29
辺りが暗くなってから、蒼羽はやっとベースに戻ってきた。
「お帰り。遅かったね」
カウンターの中から声をかける。緋天を送り届ける間に、彼女に何か起こったのかと心配し始めていたのだ。
「駅の前で結晶に反応が出た奴を見つけて、追いかけてたんだ」
「ええ? じゃあ緋天ちゃん電車で帰ったの? かわいそうに」
仕方がないとは言え、あれだけゆっくりと歩いていた緋天が、一人で帰ったのかと思うとやるせなかった。ゆっくりと歩いていたのは、足が痛かったからだ。それなのに、自分たちが心配すると思い、笑みさえ浮かべてみせたのだ。

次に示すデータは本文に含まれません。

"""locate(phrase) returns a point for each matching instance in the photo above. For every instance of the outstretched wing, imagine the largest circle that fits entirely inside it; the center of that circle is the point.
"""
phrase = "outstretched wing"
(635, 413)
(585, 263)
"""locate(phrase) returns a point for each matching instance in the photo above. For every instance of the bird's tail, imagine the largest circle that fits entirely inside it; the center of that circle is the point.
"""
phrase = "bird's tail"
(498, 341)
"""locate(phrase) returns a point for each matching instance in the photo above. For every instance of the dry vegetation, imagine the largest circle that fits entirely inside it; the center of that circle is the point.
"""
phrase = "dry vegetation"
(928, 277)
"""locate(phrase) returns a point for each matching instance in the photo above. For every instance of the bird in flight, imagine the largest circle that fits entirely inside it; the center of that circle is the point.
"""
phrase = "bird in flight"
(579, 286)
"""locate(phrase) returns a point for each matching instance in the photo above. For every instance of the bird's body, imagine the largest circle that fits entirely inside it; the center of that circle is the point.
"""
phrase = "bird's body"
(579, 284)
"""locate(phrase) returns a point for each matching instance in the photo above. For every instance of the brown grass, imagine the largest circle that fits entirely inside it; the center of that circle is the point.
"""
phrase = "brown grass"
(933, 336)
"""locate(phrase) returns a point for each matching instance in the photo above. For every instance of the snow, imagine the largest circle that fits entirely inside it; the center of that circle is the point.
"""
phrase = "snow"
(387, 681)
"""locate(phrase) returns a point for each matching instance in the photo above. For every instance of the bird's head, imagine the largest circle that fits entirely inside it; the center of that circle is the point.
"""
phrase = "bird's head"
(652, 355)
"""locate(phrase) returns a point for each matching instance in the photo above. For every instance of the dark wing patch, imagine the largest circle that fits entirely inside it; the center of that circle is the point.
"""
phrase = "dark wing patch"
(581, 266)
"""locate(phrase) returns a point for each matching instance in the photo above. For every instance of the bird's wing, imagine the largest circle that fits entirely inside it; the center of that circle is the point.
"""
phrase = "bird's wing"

ふと蒼羽の顔を見ると、厳しい表情が浮かんでいて。拳を握りしめて、吐き捨てるようにつぶやいた。
「俺のせいなんだ」
いつもと違う様子の蒼羽。
そんな風に感情をあらわにする彼が珍しくて。少し居ずまいを正す。
「どういう事なんだ?」
「あいつが。後ろから声をかけたのに気付いてたんだ。それを聞こえない振りをして先に進んだ。そのせいであいつが倒れて、足に怪我させた」
固く握りしめたその左手から。
赤い血が落ちて。
「・・・蒼、羽」
ぼんやりとそれを目で追って、ようやく我に返る。
「蒼羽!やめろ!!」
カウンターから飛び出して、蒼羽の前に回り込む。
これは何だ。
何が起きている、と混乱して血の気が引いていくのが分かった。ああ、と呻き声を上げたくなりながら、勝手に口が開いていた。
正論を。
落ち着いて、正論を。
「・・・っ悪いと思ったのなら謝れ! お前が無視したのは悪かったけど、彼女が貧血で倒れたのはお前のせいじゃない」
「違う・・・」
蒼羽は虚ろな目で自分を見る。すがるように。
「ちゃんと振り返って足を止めてたら、俺を追いかけようとして動く事もなかった。・・・ふらついたまま歩いて、自転車に跳ね飛ばされる事もなかったんだ!」
こうやって、声を荒げるなんて。それも、悲痛な声で、訴えるなんて。
目の前で取り乱す、彼が。
数年前に見た、今の身長の半分程しかない子供の蒼羽と重なった。
「・・・最低だ」
うつむいて、つぶやいて。
うなだれる蒼羽がいつもよりも小さく、庇護の必要な子供に戻ったように見えた。
何と返せばいいのか戸惑う。
戸惑うけれど、ここで何も言わなければ、自分こそ数年前と何も変わらない。
「いいか? 過ぎた事はどうしようもない。分かるな?」
ベリルのその言葉は。
自分が昼間、彼女に偉そうに言った言葉で。
「お前が悪い事をしたと思ったならあの娘に謝れ。理解してもらうまで何度でも謝ればいい・・・。緋天ちゃんは、・・・心の広い娘だ。ちゃんと謝ったら、すぐに笑って許してくれるから」
ベリルが微笑んで、自分を見る。
何故そこで、簡単に許してくれるなどと、口にできるのだ。
ベリルにも言えない、黒い心を。
彼女の弱った隙をついて現れた、黒い心を。
体の内側を蝕んで、取り返しのつかない事をしそうな、黒い心を。
彼女は笑って許してくれるのだろうか。
このどうしようもない罪悪感を、その笑顔で浄化してくれるのだろうか。